UN experts concerned by water footprint
By Arthur Max, Associated Press
DELFT, Netherlands — It's not only our carbon footprint we should worry about, U.N. experts say. They warn about our growing water footprint.

Nearly half the people on Earth, about 2.5 billion, have no access to sanitation, many of them in urban slums. The world's cities are growing by 1 million people a week, and soon their aging water systems will not cope. Farming demand on water is increasing.

"What we are doing now can't keep up with the issues we already have," said Carol A. Howe, an expert working for a UNESCO-led water development project called Switch.

"Something needs to change. It needs to change quickly, and it needs to be fairly dramatic," she told a symposium for journalists Wednesday.

The threat of climate change has drawn attention to the carbon footprint, the amount of greenhouse gases produced by human activity. Now scientists have begun calculating a water footprint, the amount of water needed to produce goods or services.

A report published this month by UNESCO's Institute for Water Education in Delft said it takes 70 to 400 times as much water to create energy from biofuels as it does from fossil fuels.

It said 262 gallons of water is needed to produce crude oil that provides the same amount of energy from biomass grown in Brazil — primarily sugar cane used for ethanol — that requires 15,972 gallons of water. Biomass grown in the Netherlands needs 6,284 gallons, the report said.

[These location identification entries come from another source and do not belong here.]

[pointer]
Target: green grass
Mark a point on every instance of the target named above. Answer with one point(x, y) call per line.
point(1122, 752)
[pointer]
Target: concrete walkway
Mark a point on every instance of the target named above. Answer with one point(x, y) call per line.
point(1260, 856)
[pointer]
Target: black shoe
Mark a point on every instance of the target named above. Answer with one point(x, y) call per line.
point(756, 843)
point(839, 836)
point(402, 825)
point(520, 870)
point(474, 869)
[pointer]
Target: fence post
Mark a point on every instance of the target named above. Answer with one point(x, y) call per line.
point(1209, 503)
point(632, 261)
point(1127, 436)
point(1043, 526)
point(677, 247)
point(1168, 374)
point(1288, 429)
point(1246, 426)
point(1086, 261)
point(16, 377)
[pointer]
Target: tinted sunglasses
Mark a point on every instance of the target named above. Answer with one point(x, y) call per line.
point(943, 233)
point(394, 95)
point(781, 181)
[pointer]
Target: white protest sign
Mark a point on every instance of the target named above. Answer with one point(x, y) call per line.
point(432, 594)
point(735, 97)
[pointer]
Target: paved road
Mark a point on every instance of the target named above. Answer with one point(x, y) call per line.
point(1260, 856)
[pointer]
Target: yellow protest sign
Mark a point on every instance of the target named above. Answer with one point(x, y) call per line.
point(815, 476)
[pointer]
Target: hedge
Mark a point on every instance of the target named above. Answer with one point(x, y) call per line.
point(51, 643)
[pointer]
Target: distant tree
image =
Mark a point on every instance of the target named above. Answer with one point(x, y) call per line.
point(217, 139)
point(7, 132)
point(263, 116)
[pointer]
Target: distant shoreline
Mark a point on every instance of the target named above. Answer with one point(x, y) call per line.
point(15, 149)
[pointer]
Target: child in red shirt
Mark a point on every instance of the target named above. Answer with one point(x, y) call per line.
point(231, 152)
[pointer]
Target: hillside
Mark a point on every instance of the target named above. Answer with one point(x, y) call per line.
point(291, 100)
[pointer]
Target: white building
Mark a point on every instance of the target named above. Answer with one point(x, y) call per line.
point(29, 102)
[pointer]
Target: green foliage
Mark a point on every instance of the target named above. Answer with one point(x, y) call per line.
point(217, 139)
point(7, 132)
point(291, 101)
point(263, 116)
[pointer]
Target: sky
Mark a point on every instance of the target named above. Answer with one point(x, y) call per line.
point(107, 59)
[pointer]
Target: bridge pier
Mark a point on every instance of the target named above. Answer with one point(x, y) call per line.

Engineers are experimenting in a dozen cities from Lima, Peru, to Beijing to find ways to ease the pressure on water resources.

The projects, run by the U.N. Education, Scientific and Cultural Organization and funded by the European Union, include turning rooftops into gardens, capturing and recycling rain, recharging underground reservoirs with waste water, and swapping traditional flush sanitation for dry toilets.

Birmingham, England, is monitoring the effects of green roofs on reducing flooding during storms, cutting energy needs and capturing run-off to reduce water needs in buildings and surrounding areas, Howe said.

A project in Tel Aviv, Israel, channels treated waste water into an aquifer through the natural filtering system of the soil, and is testing whether it can be reused for drinking water, she said.

Waterless toilets, using either chemicals or composting, are being tested in Ghana, Kenya, Peru, Egypt and elsewhere. They also enhance the possibility of separating human waste, using liquid waste as a rich source of nutrients for crops, said Gary Amy, a professor of urban water supply and sanitation with the institute.

"If we captured all the urine in Africa, it could match all the nitrogen and phosphates used for agriculture," he said.

Howe said standard mechanisms consume about 25% of all residential water — drinking water that is literally flushed down the toilet.

"It takes a lot of energy and money to bring in the water, to treat it, to put into the toilet, to treat it again, and to put it into the river system," she said.